Существовала еще проблема коллективизации. Это нас непосредственно не затрагивало, потому что происходило в деревне, и многие из нас — это покажется невероятным — действительно ничего не подозревали. Ведь кулаков, по лозунгу, ликвидировали «как класс», а не как личностей. Но сам я, хотя знал далеко не все, но кое-что соображал. Приезжий из Норвегии, я знал, что там бедный крестьянин меньше четырех коров не имеет, а у нас раскулачивали за две, а иной раз и за одну — и ссылали в Сибирь. Это было странно и страшно. (Лишь в 1982 г. до меня дошло известие — не знаю, верное ли, — что в Омской тюрьме «кулаков» убивали газом в автомашинах-душегубках).

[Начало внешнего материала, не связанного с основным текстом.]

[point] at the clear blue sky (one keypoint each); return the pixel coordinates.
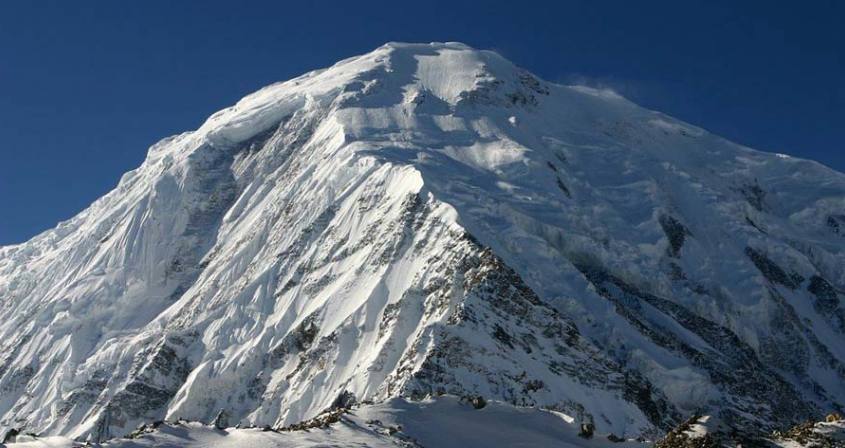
(86, 87)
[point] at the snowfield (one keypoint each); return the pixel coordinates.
(443, 423)
(428, 220)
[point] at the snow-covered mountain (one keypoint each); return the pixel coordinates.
(429, 219)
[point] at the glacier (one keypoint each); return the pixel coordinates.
(428, 220)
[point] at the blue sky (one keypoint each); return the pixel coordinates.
(86, 87)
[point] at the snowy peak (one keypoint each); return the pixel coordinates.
(429, 219)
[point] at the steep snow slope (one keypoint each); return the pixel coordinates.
(430, 219)
(442, 423)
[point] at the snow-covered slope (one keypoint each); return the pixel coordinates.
(430, 219)
(442, 423)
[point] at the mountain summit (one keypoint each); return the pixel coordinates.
(430, 219)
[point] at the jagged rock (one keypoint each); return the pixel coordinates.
(587, 430)
(221, 420)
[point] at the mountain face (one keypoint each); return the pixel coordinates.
(426, 220)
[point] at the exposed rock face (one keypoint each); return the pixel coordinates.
(427, 220)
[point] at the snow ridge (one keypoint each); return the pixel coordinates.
(429, 219)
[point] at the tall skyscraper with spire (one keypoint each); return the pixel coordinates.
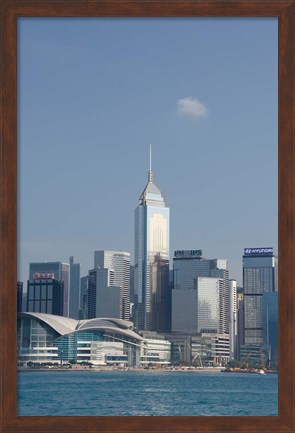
(151, 266)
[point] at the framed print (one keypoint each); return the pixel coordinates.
(86, 87)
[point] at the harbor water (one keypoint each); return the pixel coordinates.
(152, 393)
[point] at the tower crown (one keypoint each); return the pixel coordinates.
(151, 195)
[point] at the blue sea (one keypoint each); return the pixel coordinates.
(152, 393)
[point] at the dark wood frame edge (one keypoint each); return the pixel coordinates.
(12, 9)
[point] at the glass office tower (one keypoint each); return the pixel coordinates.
(151, 265)
(61, 272)
(259, 277)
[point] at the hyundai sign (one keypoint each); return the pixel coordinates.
(188, 253)
(258, 251)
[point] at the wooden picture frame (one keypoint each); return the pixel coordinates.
(10, 12)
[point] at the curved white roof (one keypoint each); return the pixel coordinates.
(90, 323)
(66, 325)
(62, 325)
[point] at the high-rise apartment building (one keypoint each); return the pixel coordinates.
(151, 259)
(60, 272)
(119, 263)
(74, 305)
(189, 293)
(233, 320)
(19, 288)
(45, 294)
(259, 277)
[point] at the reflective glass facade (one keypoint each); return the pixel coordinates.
(208, 305)
(119, 262)
(45, 295)
(61, 272)
(186, 269)
(259, 277)
(151, 255)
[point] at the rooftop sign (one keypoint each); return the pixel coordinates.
(188, 253)
(44, 275)
(258, 251)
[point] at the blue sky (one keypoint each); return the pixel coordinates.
(94, 93)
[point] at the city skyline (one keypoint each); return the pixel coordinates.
(202, 125)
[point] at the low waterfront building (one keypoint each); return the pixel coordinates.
(155, 350)
(45, 338)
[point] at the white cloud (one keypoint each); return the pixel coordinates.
(191, 107)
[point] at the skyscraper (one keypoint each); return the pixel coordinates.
(151, 256)
(188, 266)
(233, 324)
(45, 294)
(119, 263)
(60, 272)
(74, 304)
(259, 276)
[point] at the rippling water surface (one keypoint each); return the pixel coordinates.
(87, 393)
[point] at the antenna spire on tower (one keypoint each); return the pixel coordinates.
(150, 174)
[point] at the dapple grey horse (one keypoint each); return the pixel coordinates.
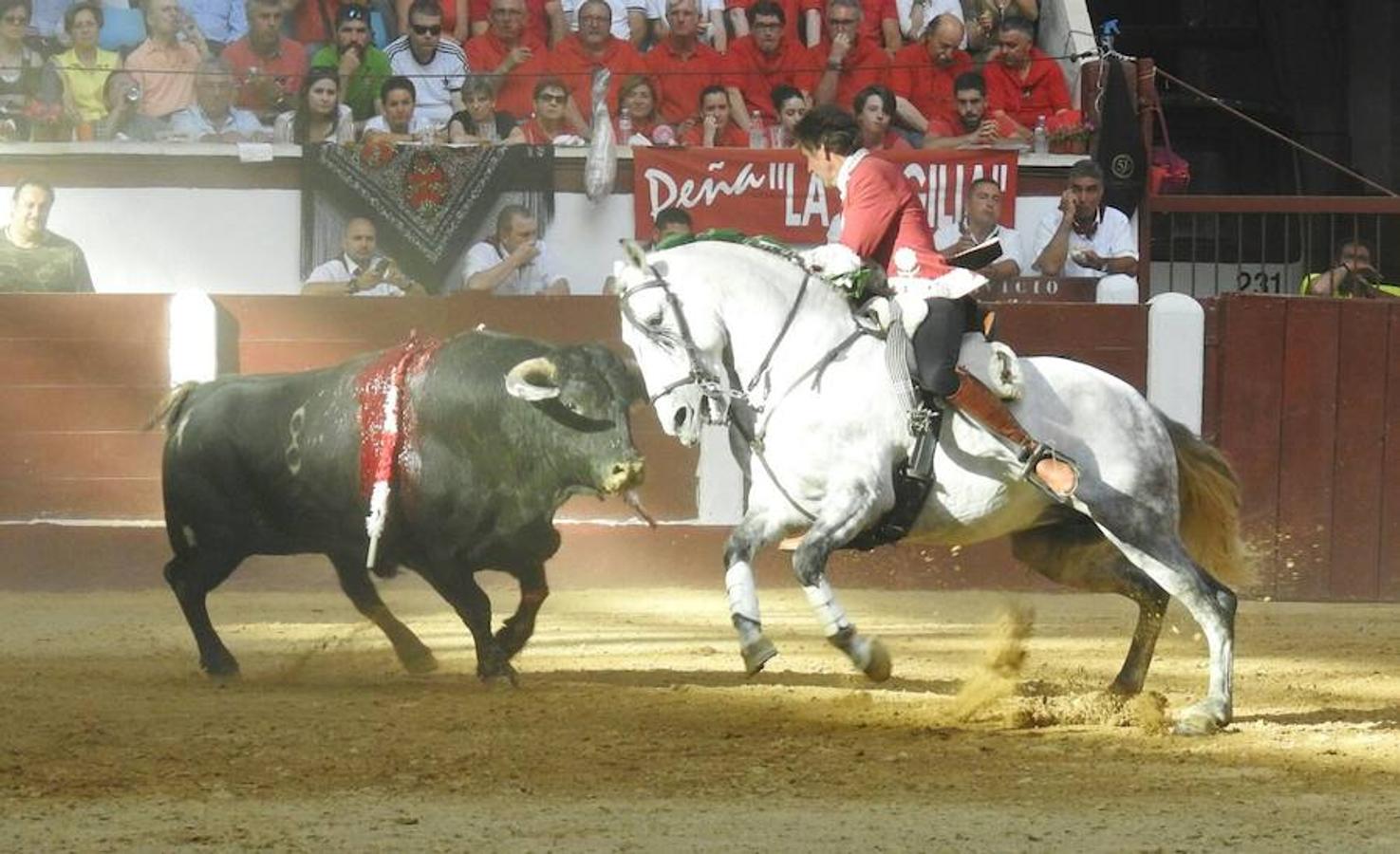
(719, 326)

Вместе с тем, от моего отца я знал уже в Норвегии, что у нас в России кризис с товарным хлебом. Землю роздали крестьянам маленькими кусочками, и она еще дробилась с ростом семей. В результате каждый выращивал хлеб для своей семьи, а до международного рынка и даже до города хлеб не доходил. Я тогда еще не знал, что к концу 20-х гг. был введен непомерный налог как раз на тс крестьянские хозяйства, которые могли бы стать товарными. Но я знал, что мы перестали вывозить хлеб. Первый раз Советский Союз ввез хлеб не в 50-х, а в 1929 г., потому что товарного хлеба не стало.

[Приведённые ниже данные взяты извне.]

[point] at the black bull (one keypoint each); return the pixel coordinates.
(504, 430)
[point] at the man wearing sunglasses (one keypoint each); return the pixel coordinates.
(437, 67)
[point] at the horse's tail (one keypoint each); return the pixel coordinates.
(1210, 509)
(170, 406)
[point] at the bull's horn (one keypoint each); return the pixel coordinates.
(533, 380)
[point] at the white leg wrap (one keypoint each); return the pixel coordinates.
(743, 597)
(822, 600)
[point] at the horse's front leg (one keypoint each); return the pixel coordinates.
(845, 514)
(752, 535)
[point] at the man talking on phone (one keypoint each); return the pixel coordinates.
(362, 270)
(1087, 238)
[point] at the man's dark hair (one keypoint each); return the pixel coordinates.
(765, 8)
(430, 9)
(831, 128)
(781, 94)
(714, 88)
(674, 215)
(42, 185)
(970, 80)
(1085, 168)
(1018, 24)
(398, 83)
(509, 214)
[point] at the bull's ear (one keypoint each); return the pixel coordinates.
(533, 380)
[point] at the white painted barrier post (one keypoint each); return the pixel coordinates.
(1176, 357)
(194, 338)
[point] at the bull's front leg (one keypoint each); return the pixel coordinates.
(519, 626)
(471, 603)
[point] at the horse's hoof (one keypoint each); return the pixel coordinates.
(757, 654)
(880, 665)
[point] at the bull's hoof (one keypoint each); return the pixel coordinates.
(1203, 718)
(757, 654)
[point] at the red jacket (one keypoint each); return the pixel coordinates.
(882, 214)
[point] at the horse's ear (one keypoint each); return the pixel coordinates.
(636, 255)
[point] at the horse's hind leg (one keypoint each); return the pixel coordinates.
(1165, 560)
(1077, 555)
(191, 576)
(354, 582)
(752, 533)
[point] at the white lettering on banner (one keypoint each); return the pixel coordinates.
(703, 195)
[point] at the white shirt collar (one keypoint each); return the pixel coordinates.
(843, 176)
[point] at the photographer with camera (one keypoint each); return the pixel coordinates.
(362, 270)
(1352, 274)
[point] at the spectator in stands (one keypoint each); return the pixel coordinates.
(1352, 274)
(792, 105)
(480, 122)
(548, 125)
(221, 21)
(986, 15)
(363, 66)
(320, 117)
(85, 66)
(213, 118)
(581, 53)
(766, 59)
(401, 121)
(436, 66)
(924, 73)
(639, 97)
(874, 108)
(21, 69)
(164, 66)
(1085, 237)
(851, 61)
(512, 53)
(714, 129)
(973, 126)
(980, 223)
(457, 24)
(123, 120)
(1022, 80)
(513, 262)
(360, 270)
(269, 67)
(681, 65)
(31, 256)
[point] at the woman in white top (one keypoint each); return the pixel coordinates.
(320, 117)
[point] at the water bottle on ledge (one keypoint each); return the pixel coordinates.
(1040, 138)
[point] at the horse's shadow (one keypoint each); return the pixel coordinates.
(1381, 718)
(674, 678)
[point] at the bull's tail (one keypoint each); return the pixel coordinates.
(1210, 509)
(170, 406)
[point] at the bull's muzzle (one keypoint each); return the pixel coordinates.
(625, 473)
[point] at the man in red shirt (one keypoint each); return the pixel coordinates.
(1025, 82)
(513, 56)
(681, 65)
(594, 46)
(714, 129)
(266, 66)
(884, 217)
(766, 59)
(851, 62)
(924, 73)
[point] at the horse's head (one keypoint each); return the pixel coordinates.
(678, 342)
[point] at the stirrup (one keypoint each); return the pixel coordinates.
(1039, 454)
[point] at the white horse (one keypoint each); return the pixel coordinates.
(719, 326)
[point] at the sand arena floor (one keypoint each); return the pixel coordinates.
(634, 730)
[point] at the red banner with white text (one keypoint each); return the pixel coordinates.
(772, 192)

Мы тогда не представляли себе[226], что после большевистской земельной реформы кулаков в собственном смысле в деревне вовсе не было, а были крепкие крестьяне, которые (если кто) именно и могли давать этот самый товарный хлеб; и именно они подверглись истреблению как кулаки и высылались в чем мать родила, мужики отдельно, женщины и дети отдельно (чего мы не знали). Чисто лиц, подлежащих раскулачиванию, видимо, разверстывалось сверху по сельсоветам, не исходя из действительного числа состоятельных крестьян, а исходя из среднепотолочного планового задания. Поэтому, если нужен был хлеб для экспорта (и, соответственно, для импорта оборудования, необходимого при индустриализации), то коллективизации как раз производить не надо было. Теперь мы это знаем в цифрах,[227] тогда мы их не знали. По заученной нами теории выходило, что уже простая кооперация позволит увеличить производительность труда по сравнению с единоличным хозяйством.